How to remove constant symbols from a first-order theory?

Question

This question builds on top of my former question in which I asked whether constant symbols are necessary in first-order theories. In that question I gave a rough idea on how to get rid of these symbols, which was not completely thought through. I will try to fix this now and would be glad if someone can verify this approach.

Lets say we have a first-order theory $T$

• over a language $L$ with (possibly countably infinite many) constant symbols $c_i$.
• we choose (possibly countably infinite many) predicates $\varphi_i(x_1,...,x_{n_i})$ so that $\varphi_i(c_{\sigma_i(1)},...,c_{\sigma_i(n_i)})$ makes up an axiom system of $T$. The $\sigma(i)$ will choose the constant symbols that are present in the $i$-th axiom and $n_i$ (possibly zero) will denote how many are in there.

I want to construct a theory $T'$ over a language $L'$ which got all the constant symbols removed.

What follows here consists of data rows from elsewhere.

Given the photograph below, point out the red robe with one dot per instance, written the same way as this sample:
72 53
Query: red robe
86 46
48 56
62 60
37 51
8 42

Still, $T$ and $T'$ should have the exact same models (in some sense). I will do this by replacing the axioms $\varphi_i$

I will need some shorthand notations:

• I write $\vec x$ for a sequence of some of the variables $x_1,x_2,...$ where the exact names are derived from the place of use of this sequence. E.g. in $(\forall \vec x)\varphi_i(\vec x)$ the sequence will consist of the variables $x_{\sigma_i(1)},...,x_{\sigma_i(n_i)}$.
• I write $\vec x=\vec y$ for the statement that the two sequences agree element-wise on the variables that are contained in both of them. If a variable $x_j$ is not in both sequences then $\vec x=\vec y$ does not contain $x_j$.
• I write $\Delta(\vec x)$ for the statement, that all the variables of $\vec x$ are different. So $\Delta(\vec x)$ contains the statement $x_i\not= x_j$ for any pair of distinct variables $x_i,x_j\in\vec x$ conjugated together.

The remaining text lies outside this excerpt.